To lay a foundation for what God might do going forward, I set up the Center for Christian Business Ethics Today, LLC (Center).3 The Center has hosted three conferences to-date, using several innovative structures to explore and educate the Christian community on “In God’s world, business done right is a blessing.” The conferences now focus on looking at each of the Ten Commandments (Decalogue) and their implications for the world of commerce.

For the Christian in business today, the question is how he or she operates the business in a fashion that is consistent with God’s design for His world. The Decalogue presents a good framework for how God designed the world of business to operate, e.g., consistent treatment of all customers, honoring agreements, respect for another’s property including time, talent as well as treasure.

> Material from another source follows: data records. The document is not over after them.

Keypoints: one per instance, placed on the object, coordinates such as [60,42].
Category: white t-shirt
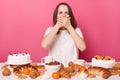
[64,49]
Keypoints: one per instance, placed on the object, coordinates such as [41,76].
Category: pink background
[23,23]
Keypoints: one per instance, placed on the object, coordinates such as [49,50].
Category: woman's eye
[66,13]
[60,12]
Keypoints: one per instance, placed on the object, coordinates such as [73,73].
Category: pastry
[6,72]
[65,74]
[98,71]
[98,57]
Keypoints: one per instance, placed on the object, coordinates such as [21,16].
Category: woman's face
[63,11]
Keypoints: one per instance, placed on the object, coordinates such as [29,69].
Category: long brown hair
[72,20]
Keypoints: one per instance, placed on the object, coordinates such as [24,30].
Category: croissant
[65,74]
[98,71]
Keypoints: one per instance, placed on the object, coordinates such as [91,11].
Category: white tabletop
[13,77]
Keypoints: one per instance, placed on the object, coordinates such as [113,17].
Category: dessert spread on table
[56,70]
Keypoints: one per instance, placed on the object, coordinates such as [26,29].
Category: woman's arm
[50,37]
[79,41]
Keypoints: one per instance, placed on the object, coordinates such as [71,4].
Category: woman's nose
[64,15]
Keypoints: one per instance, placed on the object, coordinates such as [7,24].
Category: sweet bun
[98,71]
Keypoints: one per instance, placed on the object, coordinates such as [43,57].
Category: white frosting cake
[18,59]
[103,63]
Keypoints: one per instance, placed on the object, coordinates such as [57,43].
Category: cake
[105,62]
[18,59]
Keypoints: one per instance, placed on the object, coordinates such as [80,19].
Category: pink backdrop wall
[23,23]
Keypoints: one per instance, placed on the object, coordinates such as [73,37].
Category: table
[13,77]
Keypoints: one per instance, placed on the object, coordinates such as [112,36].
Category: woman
[64,38]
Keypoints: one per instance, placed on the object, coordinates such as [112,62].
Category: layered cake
[105,62]
[18,58]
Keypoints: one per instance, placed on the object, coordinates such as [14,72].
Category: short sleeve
[79,32]
[48,30]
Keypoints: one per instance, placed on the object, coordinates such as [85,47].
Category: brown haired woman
[64,38]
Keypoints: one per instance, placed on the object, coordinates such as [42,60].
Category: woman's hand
[64,22]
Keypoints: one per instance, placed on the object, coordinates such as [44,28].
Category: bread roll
[98,71]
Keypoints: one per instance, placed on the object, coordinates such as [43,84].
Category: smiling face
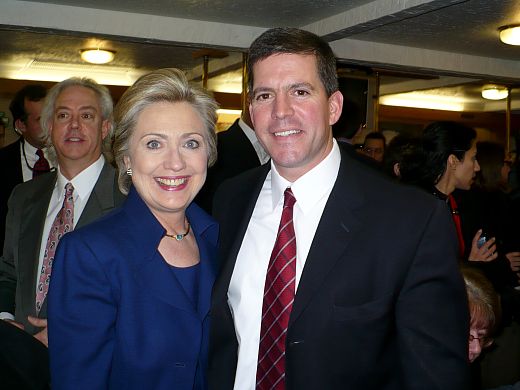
[466,169]
[291,113]
[477,341]
[77,129]
[168,157]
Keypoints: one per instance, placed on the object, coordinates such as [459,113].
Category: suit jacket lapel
[207,276]
[101,199]
[341,218]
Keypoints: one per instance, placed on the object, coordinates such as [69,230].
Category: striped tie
[63,223]
[278,300]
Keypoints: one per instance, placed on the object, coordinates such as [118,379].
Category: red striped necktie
[279,294]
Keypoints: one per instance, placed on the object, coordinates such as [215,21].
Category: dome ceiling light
[97,56]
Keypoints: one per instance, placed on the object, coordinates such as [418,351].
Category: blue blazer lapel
[341,217]
[154,276]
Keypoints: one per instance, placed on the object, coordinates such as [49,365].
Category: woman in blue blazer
[130,293]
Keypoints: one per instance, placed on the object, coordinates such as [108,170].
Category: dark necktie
[41,165]
[279,293]
[63,223]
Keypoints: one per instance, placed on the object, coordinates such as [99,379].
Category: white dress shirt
[251,135]
[83,184]
[246,288]
[29,159]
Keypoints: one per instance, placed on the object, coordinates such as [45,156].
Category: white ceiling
[446,38]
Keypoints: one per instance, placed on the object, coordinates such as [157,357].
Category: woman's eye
[153,144]
[192,144]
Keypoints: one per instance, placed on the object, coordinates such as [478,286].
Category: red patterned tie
[278,299]
[458,225]
[41,165]
[63,223]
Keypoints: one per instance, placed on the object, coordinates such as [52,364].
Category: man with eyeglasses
[374,146]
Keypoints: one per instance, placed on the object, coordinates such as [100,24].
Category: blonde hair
[163,85]
[105,102]
[484,302]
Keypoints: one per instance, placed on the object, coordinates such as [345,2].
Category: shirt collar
[83,182]
[312,186]
[249,132]
[263,156]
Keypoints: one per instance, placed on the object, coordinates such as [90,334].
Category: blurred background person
[488,206]
[238,150]
[449,163]
[27,157]
[403,159]
[130,295]
[485,314]
[374,146]
[76,119]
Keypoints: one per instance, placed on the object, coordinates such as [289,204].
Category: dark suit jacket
[118,317]
[380,303]
[25,221]
[10,178]
[235,155]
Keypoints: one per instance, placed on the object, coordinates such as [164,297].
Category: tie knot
[69,189]
[289,199]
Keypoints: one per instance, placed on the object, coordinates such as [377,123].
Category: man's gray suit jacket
[27,209]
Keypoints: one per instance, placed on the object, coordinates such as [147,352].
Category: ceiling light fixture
[510,34]
[97,56]
[494,92]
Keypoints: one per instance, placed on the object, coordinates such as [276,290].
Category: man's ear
[453,161]
[105,127]
[251,115]
[20,125]
[335,107]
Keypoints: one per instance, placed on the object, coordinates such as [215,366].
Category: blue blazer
[118,318]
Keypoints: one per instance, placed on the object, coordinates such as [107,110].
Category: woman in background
[130,295]
[450,163]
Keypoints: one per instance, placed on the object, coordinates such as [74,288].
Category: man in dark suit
[19,158]
[76,118]
[362,290]
[238,150]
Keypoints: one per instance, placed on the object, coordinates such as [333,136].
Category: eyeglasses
[484,341]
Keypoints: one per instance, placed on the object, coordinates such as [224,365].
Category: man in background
[27,157]
[374,146]
[312,294]
[238,150]
[76,119]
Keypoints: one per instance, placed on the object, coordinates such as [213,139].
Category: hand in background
[42,334]
[486,252]
[14,323]
[514,261]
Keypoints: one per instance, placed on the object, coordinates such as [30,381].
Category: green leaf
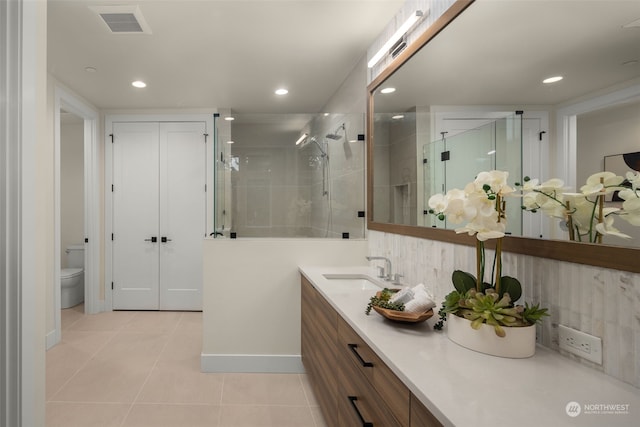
[463,281]
[511,286]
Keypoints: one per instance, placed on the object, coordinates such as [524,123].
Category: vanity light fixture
[552,79]
[302,138]
[401,31]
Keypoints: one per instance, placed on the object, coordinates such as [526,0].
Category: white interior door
[159,215]
[182,214]
[135,216]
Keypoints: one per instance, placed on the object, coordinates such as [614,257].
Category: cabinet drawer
[392,391]
[358,402]
[420,416]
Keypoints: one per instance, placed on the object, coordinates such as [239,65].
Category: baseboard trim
[251,363]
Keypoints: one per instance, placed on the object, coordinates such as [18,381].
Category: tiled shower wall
[598,301]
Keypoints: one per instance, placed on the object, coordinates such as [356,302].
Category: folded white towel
[420,303]
[403,296]
[419,287]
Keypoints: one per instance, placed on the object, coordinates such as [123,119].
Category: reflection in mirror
[491,60]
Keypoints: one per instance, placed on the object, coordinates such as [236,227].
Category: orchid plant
[584,213]
[480,209]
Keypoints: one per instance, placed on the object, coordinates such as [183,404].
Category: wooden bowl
[401,316]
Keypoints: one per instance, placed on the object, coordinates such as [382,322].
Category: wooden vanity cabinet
[420,416]
[319,349]
[353,386]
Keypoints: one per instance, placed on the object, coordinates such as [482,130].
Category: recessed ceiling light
[552,79]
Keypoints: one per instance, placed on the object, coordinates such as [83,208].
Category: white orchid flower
[550,185]
[438,202]
[530,184]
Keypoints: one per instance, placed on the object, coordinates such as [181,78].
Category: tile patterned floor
[138,369]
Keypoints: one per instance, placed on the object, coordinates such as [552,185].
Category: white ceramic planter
[519,342]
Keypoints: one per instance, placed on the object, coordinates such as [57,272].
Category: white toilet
[72,277]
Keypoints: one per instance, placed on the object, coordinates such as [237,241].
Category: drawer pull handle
[353,348]
[352,400]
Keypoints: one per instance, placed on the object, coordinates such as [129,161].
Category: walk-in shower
[335,135]
[292,176]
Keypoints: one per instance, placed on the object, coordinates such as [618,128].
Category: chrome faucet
[383,273]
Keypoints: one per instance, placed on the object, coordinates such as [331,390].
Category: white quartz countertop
[464,388]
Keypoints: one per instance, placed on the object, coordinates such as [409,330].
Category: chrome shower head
[314,140]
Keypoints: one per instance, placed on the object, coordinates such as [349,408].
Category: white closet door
[135,216]
[182,214]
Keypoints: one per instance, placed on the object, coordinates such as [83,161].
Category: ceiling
[215,53]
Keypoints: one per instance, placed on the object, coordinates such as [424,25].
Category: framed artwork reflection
[620,164]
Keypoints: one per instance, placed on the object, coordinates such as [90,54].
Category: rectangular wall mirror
[480,69]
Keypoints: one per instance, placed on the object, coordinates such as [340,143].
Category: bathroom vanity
[366,370]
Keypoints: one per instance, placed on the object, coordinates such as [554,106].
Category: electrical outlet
[581,344]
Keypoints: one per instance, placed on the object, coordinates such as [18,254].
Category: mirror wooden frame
[614,257]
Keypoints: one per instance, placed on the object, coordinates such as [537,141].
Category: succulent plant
[490,307]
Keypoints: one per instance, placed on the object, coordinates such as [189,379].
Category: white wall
[608,132]
[251,299]
[71,186]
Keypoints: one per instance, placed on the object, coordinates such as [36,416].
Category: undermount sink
[362,281]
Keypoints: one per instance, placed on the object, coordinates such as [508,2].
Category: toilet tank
[75,256]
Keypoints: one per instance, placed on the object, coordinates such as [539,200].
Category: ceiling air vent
[123,19]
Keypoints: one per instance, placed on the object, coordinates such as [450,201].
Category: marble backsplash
[598,301]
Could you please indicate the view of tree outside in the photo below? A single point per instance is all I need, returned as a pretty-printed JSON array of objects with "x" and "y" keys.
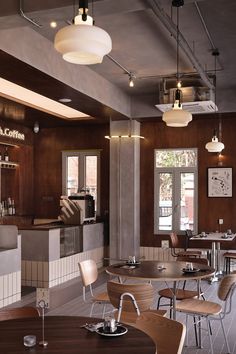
[
  {"x": 72, "y": 174},
  {"x": 176, "y": 158},
  {"x": 187, "y": 197},
  {"x": 91, "y": 175},
  {"x": 173, "y": 205}
]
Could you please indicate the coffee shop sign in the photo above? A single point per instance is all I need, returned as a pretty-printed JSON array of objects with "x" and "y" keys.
[{"x": 13, "y": 134}]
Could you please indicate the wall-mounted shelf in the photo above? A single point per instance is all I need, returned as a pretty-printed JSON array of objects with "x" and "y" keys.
[{"x": 8, "y": 164}]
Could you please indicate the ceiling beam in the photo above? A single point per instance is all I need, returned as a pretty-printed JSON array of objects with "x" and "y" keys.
[{"x": 171, "y": 27}]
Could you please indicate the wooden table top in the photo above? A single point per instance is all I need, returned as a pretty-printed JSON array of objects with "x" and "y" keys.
[
  {"x": 173, "y": 270},
  {"x": 215, "y": 237},
  {"x": 65, "y": 336}
]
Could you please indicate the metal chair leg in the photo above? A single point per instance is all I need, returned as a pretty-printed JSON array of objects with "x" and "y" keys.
[
  {"x": 209, "y": 334},
  {"x": 225, "y": 337},
  {"x": 195, "y": 330}
]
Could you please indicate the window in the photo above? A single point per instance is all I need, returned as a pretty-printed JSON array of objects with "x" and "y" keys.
[
  {"x": 81, "y": 171},
  {"x": 175, "y": 185}
]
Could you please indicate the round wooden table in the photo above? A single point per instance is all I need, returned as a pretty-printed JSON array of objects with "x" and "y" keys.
[
  {"x": 172, "y": 271},
  {"x": 66, "y": 336}
]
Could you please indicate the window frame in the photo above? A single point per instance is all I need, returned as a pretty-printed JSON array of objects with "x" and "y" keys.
[
  {"x": 81, "y": 154},
  {"x": 176, "y": 190}
]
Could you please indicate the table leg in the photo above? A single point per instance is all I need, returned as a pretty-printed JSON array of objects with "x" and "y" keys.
[
  {"x": 218, "y": 270},
  {"x": 214, "y": 261},
  {"x": 174, "y": 299}
]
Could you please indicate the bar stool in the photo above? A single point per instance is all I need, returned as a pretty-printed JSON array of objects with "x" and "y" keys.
[{"x": 228, "y": 256}]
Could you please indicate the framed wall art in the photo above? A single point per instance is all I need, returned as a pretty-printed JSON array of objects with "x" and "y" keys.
[{"x": 220, "y": 182}]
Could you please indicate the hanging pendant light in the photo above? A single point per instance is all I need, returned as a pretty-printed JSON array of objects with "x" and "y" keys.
[
  {"x": 177, "y": 116},
  {"x": 216, "y": 145},
  {"x": 83, "y": 43}
]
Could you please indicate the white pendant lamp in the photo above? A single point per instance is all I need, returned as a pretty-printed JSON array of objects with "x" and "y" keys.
[
  {"x": 214, "y": 145},
  {"x": 83, "y": 43},
  {"x": 177, "y": 116}
]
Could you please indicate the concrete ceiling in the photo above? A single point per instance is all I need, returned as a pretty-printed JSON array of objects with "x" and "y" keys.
[{"x": 142, "y": 44}]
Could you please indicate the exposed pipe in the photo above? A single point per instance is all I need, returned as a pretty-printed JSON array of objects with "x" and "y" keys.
[
  {"x": 213, "y": 47},
  {"x": 171, "y": 27},
  {"x": 117, "y": 63},
  {"x": 33, "y": 22}
]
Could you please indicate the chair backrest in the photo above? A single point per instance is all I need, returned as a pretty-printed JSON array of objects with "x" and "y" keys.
[
  {"x": 226, "y": 286},
  {"x": 188, "y": 235},
  {"x": 192, "y": 260},
  {"x": 88, "y": 271},
  {"x": 19, "y": 312},
  {"x": 173, "y": 240},
  {"x": 168, "y": 335},
  {"x": 143, "y": 294}
]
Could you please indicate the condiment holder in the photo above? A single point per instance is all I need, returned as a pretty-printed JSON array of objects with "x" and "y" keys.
[
  {"x": 30, "y": 340},
  {"x": 109, "y": 325}
]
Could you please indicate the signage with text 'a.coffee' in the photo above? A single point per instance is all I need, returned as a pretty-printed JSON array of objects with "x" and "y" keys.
[{"x": 12, "y": 134}]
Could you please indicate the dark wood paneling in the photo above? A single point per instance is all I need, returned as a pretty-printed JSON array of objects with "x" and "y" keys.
[
  {"x": 49, "y": 144},
  {"x": 18, "y": 183},
  {"x": 196, "y": 135}
]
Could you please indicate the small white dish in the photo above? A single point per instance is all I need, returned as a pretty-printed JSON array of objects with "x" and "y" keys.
[{"x": 120, "y": 331}]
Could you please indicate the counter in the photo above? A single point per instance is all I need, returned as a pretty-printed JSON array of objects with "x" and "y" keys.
[
  {"x": 10, "y": 265},
  {"x": 50, "y": 253}
]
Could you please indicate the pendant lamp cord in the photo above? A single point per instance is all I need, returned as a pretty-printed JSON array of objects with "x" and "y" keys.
[
  {"x": 216, "y": 53},
  {"x": 177, "y": 40}
]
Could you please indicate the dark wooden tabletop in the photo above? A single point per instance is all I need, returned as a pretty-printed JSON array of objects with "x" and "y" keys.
[
  {"x": 150, "y": 270},
  {"x": 65, "y": 336}
]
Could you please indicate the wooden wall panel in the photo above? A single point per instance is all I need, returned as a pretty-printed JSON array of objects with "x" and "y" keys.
[
  {"x": 49, "y": 144},
  {"x": 196, "y": 135},
  {"x": 18, "y": 183}
]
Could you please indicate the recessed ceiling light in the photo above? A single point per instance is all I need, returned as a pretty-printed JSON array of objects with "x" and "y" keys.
[
  {"x": 64, "y": 100},
  {"x": 32, "y": 99},
  {"x": 53, "y": 24}
]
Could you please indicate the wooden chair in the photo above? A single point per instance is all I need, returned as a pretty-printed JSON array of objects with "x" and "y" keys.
[
  {"x": 174, "y": 245},
  {"x": 19, "y": 312},
  {"x": 130, "y": 300},
  {"x": 89, "y": 274},
  {"x": 168, "y": 335},
  {"x": 211, "y": 310},
  {"x": 182, "y": 293},
  {"x": 228, "y": 257}
]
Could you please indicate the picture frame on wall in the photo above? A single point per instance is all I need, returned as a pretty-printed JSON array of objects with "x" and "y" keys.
[{"x": 220, "y": 182}]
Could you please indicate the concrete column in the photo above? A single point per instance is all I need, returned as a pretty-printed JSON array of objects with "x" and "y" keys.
[{"x": 124, "y": 191}]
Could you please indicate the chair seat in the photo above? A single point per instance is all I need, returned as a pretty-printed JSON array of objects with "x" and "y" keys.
[
  {"x": 131, "y": 317},
  {"x": 199, "y": 307},
  {"x": 230, "y": 255},
  {"x": 102, "y": 297},
  {"x": 190, "y": 253},
  {"x": 181, "y": 294}
]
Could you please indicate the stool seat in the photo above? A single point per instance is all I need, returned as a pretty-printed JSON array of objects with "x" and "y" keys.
[
  {"x": 227, "y": 260},
  {"x": 190, "y": 253},
  {"x": 230, "y": 255}
]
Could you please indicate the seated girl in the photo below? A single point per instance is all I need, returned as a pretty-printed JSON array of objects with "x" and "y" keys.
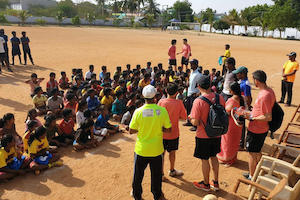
[
  {"x": 84, "y": 137},
  {"x": 38, "y": 150},
  {"x": 12, "y": 163}
]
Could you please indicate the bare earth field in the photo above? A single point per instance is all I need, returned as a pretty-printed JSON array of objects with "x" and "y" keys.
[{"x": 105, "y": 173}]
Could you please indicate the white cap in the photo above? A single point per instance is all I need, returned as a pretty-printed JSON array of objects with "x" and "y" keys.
[{"x": 149, "y": 92}]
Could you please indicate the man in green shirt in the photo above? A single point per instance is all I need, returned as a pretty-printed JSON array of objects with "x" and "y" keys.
[{"x": 149, "y": 122}]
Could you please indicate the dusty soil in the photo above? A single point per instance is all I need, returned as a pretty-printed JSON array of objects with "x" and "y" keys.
[{"x": 105, "y": 173}]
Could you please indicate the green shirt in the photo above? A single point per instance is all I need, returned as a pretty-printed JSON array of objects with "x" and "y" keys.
[{"x": 149, "y": 121}]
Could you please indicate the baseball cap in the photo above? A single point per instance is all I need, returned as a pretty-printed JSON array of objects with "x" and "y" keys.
[
  {"x": 149, "y": 92},
  {"x": 241, "y": 69},
  {"x": 204, "y": 82},
  {"x": 292, "y": 54},
  {"x": 194, "y": 61}
]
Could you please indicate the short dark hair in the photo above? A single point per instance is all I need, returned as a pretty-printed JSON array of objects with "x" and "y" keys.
[
  {"x": 172, "y": 88},
  {"x": 260, "y": 75}
]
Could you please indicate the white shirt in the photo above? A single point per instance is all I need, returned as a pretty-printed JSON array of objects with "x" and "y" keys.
[
  {"x": 2, "y": 42},
  {"x": 79, "y": 118},
  {"x": 88, "y": 75},
  {"x": 194, "y": 78}
]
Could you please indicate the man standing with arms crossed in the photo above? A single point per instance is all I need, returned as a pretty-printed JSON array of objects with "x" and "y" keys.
[
  {"x": 288, "y": 77},
  {"x": 149, "y": 122},
  {"x": 186, "y": 53}
]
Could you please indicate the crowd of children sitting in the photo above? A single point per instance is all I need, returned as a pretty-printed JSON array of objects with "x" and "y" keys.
[{"x": 86, "y": 103}]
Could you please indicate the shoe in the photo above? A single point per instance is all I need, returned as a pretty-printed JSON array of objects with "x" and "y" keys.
[
  {"x": 193, "y": 128},
  {"x": 187, "y": 124},
  {"x": 201, "y": 186},
  {"x": 175, "y": 173},
  {"x": 215, "y": 185},
  {"x": 247, "y": 176}
]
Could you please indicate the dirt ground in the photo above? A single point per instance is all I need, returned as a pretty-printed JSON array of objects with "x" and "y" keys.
[{"x": 105, "y": 173}]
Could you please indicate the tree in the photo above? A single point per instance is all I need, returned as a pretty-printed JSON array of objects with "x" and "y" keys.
[
  {"x": 23, "y": 16},
  {"x": 232, "y": 18},
  {"x": 3, "y": 4},
  {"x": 67, "y": 7},
  {"x": 59, "y": 17},
  {"x": 221, "y": 25},
  {"x": 183, "y": 11}
]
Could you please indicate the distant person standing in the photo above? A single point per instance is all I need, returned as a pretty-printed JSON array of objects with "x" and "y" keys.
[
  {"x": 186, "y": 53},
  {"x": 226, "y": 55},
  {"x": 149, "y": 122},
  {"x": 172, "y": 54},
  {"x": 288, "y": 77},
  {"x": 2, "y": 34},
  {"x": 26, "y": 49},
  {"x": 15, "y": 46}
]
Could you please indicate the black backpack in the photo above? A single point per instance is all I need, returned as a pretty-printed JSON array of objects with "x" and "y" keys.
[
  {"x": 217, "y": 120},
  {"x": 277, "y": 118}
]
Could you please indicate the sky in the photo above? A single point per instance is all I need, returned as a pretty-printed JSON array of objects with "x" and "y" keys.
[{"x": 220, "y": 5}]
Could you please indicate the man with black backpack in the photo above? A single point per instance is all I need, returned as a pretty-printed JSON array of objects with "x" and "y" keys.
[
  {"x": 259, "y": 117},
  {"x": 209, "y": 115}
]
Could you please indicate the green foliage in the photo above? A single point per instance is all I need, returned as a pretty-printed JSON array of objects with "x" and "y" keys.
[
  {"x": 4, "y": 4},
  {"x": 3, "y": 18},
  {"x": 183, "y": 11},
  {"x": 41, "y": 22},
  {"x": 67, "y": 7},
  {"x": 221, "y": 25},
  {"x": 75, "y": 20}
]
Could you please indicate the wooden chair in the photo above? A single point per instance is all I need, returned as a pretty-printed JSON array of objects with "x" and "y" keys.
[
  {"x": 274, "y": 187},
  {"x": 295, "y": 122}
]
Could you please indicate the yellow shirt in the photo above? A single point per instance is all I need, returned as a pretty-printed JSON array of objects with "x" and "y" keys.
[
  {"x": 39, "y": 101},
  {"x": 6, "y": 157},
  {"x": 37, "y": 146},
  {"x": 289, "y": 67},
  {"x": 107, "y": 101},
  {"x": 149, "y": 120}
]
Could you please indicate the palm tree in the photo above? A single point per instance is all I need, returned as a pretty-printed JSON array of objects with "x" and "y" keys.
[
  {"x": 232, "y": 18},
  {"x": 23, "y": 16}
]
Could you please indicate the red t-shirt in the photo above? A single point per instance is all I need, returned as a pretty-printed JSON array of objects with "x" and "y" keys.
[
  {"x": 172, "y": 52},
  {"x": 176, "y": 111},
  {"x": 263, "y": 105},
  {"x": 200, "y": 112},
  {"x": 67, "y": 127}
]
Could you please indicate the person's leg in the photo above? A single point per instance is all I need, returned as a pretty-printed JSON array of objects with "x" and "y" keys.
[
  {"x": 205, "y": 170},
  {"x": 156, "y": 176},
  {"x": 215, "y": 166},
  {"x": 140, "y": 164},
  {"x": 290, "y": 92},
  {"x": 172, "y": 157},
  {"x": 283, "y": 91}
]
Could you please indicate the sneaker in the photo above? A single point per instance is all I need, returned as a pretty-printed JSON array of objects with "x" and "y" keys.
[
  {"x": 201, "y": 186},
  {"x": 215, "y": 185},
  {"x": 247, "y": 176},
  {"x": 175, "y": 173},
  {"x": 187, "y": 124},
  {"x": 193, "y": 128}
]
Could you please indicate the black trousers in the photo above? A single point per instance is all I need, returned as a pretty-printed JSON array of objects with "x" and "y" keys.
[
  {"x": 286, "y": 87},
  {"x": 140, "y": 164},
  {"x": 27, "y": 52}
]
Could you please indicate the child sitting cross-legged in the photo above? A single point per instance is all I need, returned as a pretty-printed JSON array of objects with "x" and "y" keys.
[
  {"x": 84, "y": 136},
  {"x": 102, "y": 121},
  {"x": 38, "y": 150},
  {"x": 67, "y": 127}
]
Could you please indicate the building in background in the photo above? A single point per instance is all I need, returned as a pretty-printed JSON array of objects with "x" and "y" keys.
[{"x": 25, "y": 4}]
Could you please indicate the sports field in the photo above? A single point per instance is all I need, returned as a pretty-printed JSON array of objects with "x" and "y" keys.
[{"x": 105, "y": 173}]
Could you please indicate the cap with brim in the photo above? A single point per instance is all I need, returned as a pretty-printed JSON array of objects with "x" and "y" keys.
[
  {"x": 204, "y": 81},
  {"x": 149, "y": 92},
  {"x": 241, "y": 69},
  {"x": 292, "y": 54}
]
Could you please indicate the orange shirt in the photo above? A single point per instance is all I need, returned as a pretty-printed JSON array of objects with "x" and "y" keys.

The Center’s conferences and materials are designed to aid the business person in understanding and applying these principles. From the conferences come series of papers that are published into books, which are now being translated into Korean and Portuguese as Christian communities across the world look to use them for their own edification.

Being a Christian and a business person under God’s direction has been a wonderful personal experience. Over the years, God has blessed me with abundance and fulfillment in careers, family and personal relationships. Why would the God of heaven and earth love me and give me these kinds of opportunities? The only response I have is this: I am thankful for His love, and I know that He does lead in mysterious ways to change our lives for His glory.

About the Author

Phil Clements is Managing Director at Cathedral Consulting Group, a management consultancy for private firms, and the founder of the Center for Christian Business Ethics Today, a marketplace training ministry focusing on Christian business ethics. Prior to 2005, Phil was Executive Vice President of Standard & Poor’s Corporate Value Consulting division, an acquisition from PriceWaterhouseCoopers (PwC) where Phil was the global practice leader. Author and editor of many books and adjunct professor at The King’s College and Rutgers, Phil is a CPA and holds a J.D. from the University of Puget Sound, a LLM from NYU, and a Master’s in Theological Studies from the Reformed Theological Seminary

 

Notes

1Lawrence E. Harrison & Samuel P. Huntington (eds.), Culture Matters: How Values Shape Human Progress (New York, NY.: Basic Books, 2001).

2Max Weber, The Protestant Ethic and the Spirit of Capitalism (New York, NY: Scribner, 1930).

3The Center for Christian Business Ethics Today (the Center) (www.cfcbe.com) was established in 2009 to address the need for application of traditional Christian principles to business operations. The Center focuses on the ethical issues arising in the details of operating a business. The Center does not assume a global understanding of right and wrong for every situation. Rather the Center believes ethics starts with a clear understanding of the standards of right and wrong, then applies these principles to the gray areas of global commerce.